Little attention has been focused upon this reality in the raging debate about tolls. In contrast, tremendous emphasis has been put upon the notion that out-of-state drivers would pay anywhere from 30-to 40 percent of toll charges. It is not clear that the state would come out ahead in the other-people’s-money game, with reduced federal funding offsetting some or all of toll payments from out-of-state drivers.

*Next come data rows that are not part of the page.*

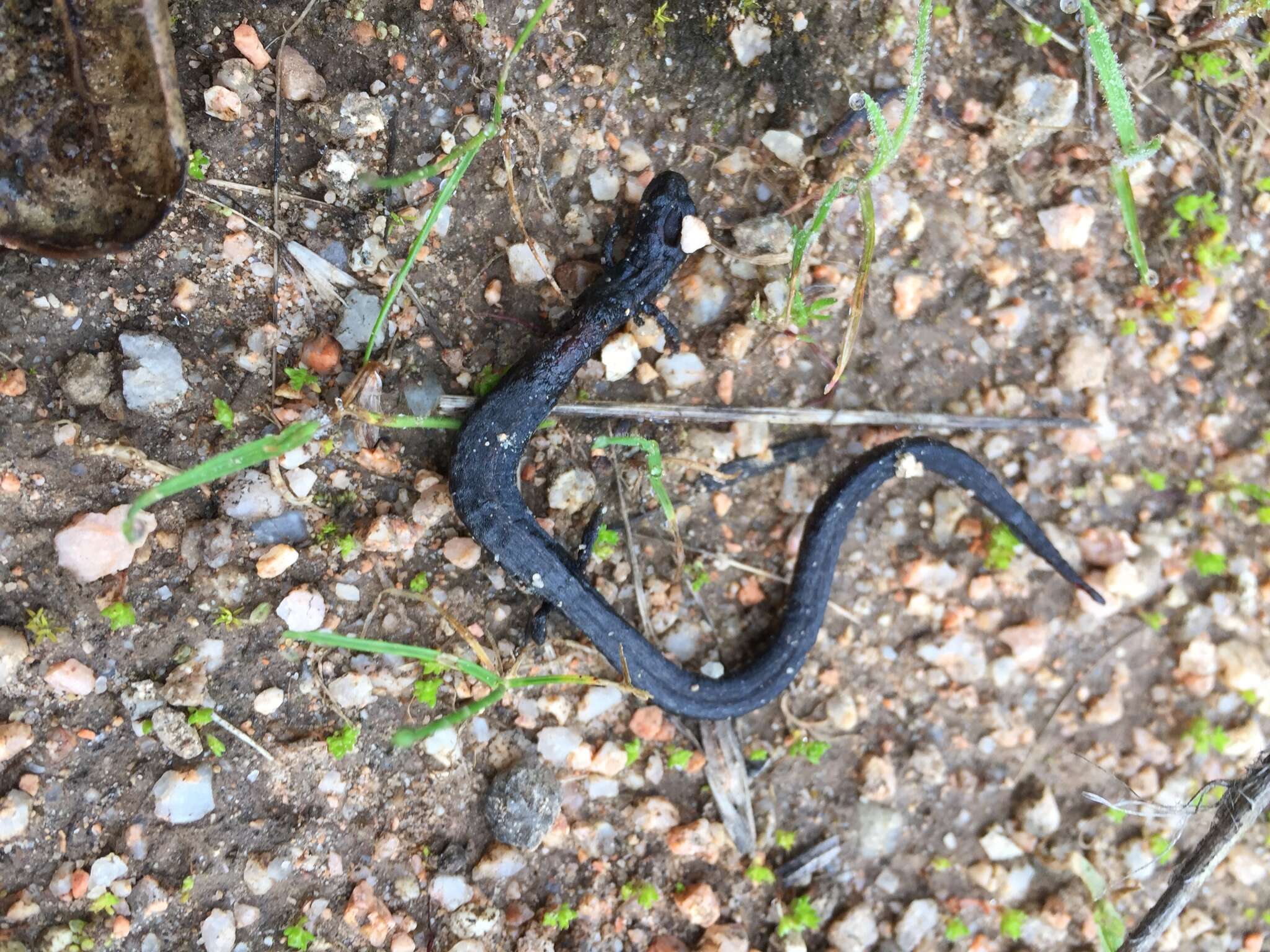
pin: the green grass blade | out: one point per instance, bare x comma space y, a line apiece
1110, 79
226, 464
1129, 214
332, 639
406, 736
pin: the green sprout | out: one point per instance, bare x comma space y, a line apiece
633, 749
653, 455
1013, 923
957, 930
810, 751
561, 918
340, 743
298, 936
1208, 563
643, 892
760, 875
301, 377
243, 457
801, 917
1207, 736
43, 626
120, 615
1133, 150
426, 691
677, 758
606, 542
660, 18
487, 380
698, 575
197, 165
1002, 546
224, 414
458, 162
1037, 35
228, 617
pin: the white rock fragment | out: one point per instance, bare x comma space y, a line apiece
219, 931
450, 891
605, 184
71, 677
694, 235
353, 690
156, 384
572, 490
682, 371
14, 815
525, 267
786, 146
557, 744
269, 701
750, 41
1067, 226
223, 103
276, 562
184, 796
597, 702
303, 610
94, 546
620, 356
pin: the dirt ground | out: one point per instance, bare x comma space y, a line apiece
967, 708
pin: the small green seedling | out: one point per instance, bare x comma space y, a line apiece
1207, 736
643, 892
426, 691
957, 930
1037, 35
197, 165
1013, 922
1208, 563
561, 918
677, 758
224, 414
606, 542
298, 936
120, 615
1002, 545
801, 917
810, 751
43, 626
340, 743
760, 875
301, 377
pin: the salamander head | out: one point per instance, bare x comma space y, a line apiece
655, 236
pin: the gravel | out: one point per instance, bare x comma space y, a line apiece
521, 804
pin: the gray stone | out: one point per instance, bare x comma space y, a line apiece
1037, 108
177, 734
358, 318
521, 804
156, 384
87, 379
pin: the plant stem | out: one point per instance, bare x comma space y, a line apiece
858, 295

The primary exception to long-standing federal anti-tolls policy is an experimental pilot program for tolling systems with congestion pricing, which, of course, must be installed in congested areas. In Connecticut that means primarily lower Fairfield County, since most of I-84 and I-91 and the eastern section of I-95 are seldom congested.

Even a much reduced tolls scheme installed only in lower Fairfield County would need friends in Washington to be approved. Does Connecticut have any friends in Donald Trump’s Washington?

Lamont’s current budget relies on several still-open items. His future budgets rely on an unlikely tolls plan that, even if approved, would be scaled back drastically and produce little revenue. To say that Connecticut’s finances rest on extremely shaky foundations is an understatement.